Desafío europeo
Las elecciones de mayo son una cita transcendental para el futuro de la UE
Este año el avance internacional de las fuerzas ultras tendrá su gran cita mundial en las elecciones europeas de mayo. Una contienda que tradicionalmente generaba indiferencia entre los votantes ha adquirido ahora una significación trascendental. Lo que está en juego es de carácter existencial: la defensa de un modelo de democracia, el valor que otorguemos a los mecanismos de control del poder, el proceso de integración europeo, los valores que forman parte de nuestra tradición humanista y el Estado de derecho.
Bruselas afronta su año electoral y de nuevo reparto de responsabilidades institucionales en un escenario de fragmentación política protagonizado por frágiles coaliciones minoritarias en los Gobiernos de la mitad de los países europeos. Esta inestabilidad hace más imprevisible el lento cambio de poder en la Alemania de Angela Merkel. Tampoco para Emmanuel Macron soplan vientos favorables; fuertemente debilitado en su país, su presencia como defensor de una integración más completa parece colocarle como director de una orquesta en la que nadie toca su misma partitura. Por un lado está una Liga hanseática que bloquea las necesarias reformas del euro, pero también un Gobierno en Italia que representa el primero nítidamente populista de la Unión, y un discurso abiertamente iliberal y radicalizado que crece como una hidra en el corazón de Europa enarbolado por el Grupo de Visegrado y jaleado por una parte de la antigua Mittleleuropa con el canciller austriaco a la cabeza.
La debilidad de las relaciones transatlánticas, con el unilateralismo y el lenguaje de la fuerza impuesto en el orden internacional, sitúan a una Europa en el mundo sin más opción que afrontar su desconcierto en soledad. El escenario pos-Brexit es imprevisible aunque no se constata su efecto dominó, y son también preocupantes las tensiones abiertas entre Bruselas y el Kremlin. Mientras la lógica de los hombres fuertes se impone en la mesa de las negociaciones mundiales, la Unión Europea permanece como gran baluarte del orden liberal.
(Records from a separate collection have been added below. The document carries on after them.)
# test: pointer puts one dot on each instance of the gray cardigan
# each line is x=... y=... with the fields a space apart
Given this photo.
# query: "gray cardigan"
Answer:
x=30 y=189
Pero conviene no ser demasiado condescendientes. El cortoplacismo nacionalista no es patrimonio exclusivo de las fuerzas ultras contestatarias, y con demasiada frecuencia este ha frenado unas reformas que si no se llevan a cabo multiplicarán las contradicciones que han hecho posible el auge eurófobo. A pesar del importante avance que supuso hace 20 años la creación del euro, sigue sin desarrollarse, por ejemplo, un brazo fiscal común que acompañe a la política monetaria para confrontar entre todos turbulencias económicas que parecen en ciernes. Muy a menudo la excesiva tecnificación del engranaje comunitario ha priorizado la eficacia frente a la legitimidad de origen: la de la participación ciudadana y politización de grandes decisiones que a veces han parecido solo concernir a sus élites. Y sin embargo, en vista del panorama actual, es obvio que esa eficacia como fuente de legitimidad no ha sido suficiente. Pero si queremos una Unión Europea a pleno rendimiento y que recupere la percepción perdida de malla protectora hacia su ciudadanía necesitamos una mayor clarificación del reparto competencial entre instituciones comunitarias y Estados miembros; Bruselas debe ocuparse solo de áreas claras donde su papel es indispensable, respetando así el principio de subsidiariedad, para evitar ser convertida siempre en el chivo expiatorio de los debates políticos nacionales.
Ahora que se busca destruir o debilitar la Unión y lo que representa —una historia de éxito innegable en la consolidación de paz y bienestar social— la apuesta sobre su futuro debe ser el apoyo inquebrantable a su integración y a las fuerzas europeístas que quieren transitar ese camino. La mejor forma de proteger la idea de Europa es el avance firme en las áreas donde es necesaria la integración mientras se contribuye a que las decisiones sean adoptadas lo más cerca posible de la ciudadanía: política exterior y de defensa, reforma del euro, gestión común de las migraciones y desarrollo social que asegure oportunidades para las nuevas generaciones. Solo así la UE se adaptará a un mundo hostil a los valores que representa: tolerancia y solidaridad. La trascendente cita electoral de mayo debería situarlos en el corazón de su agenda.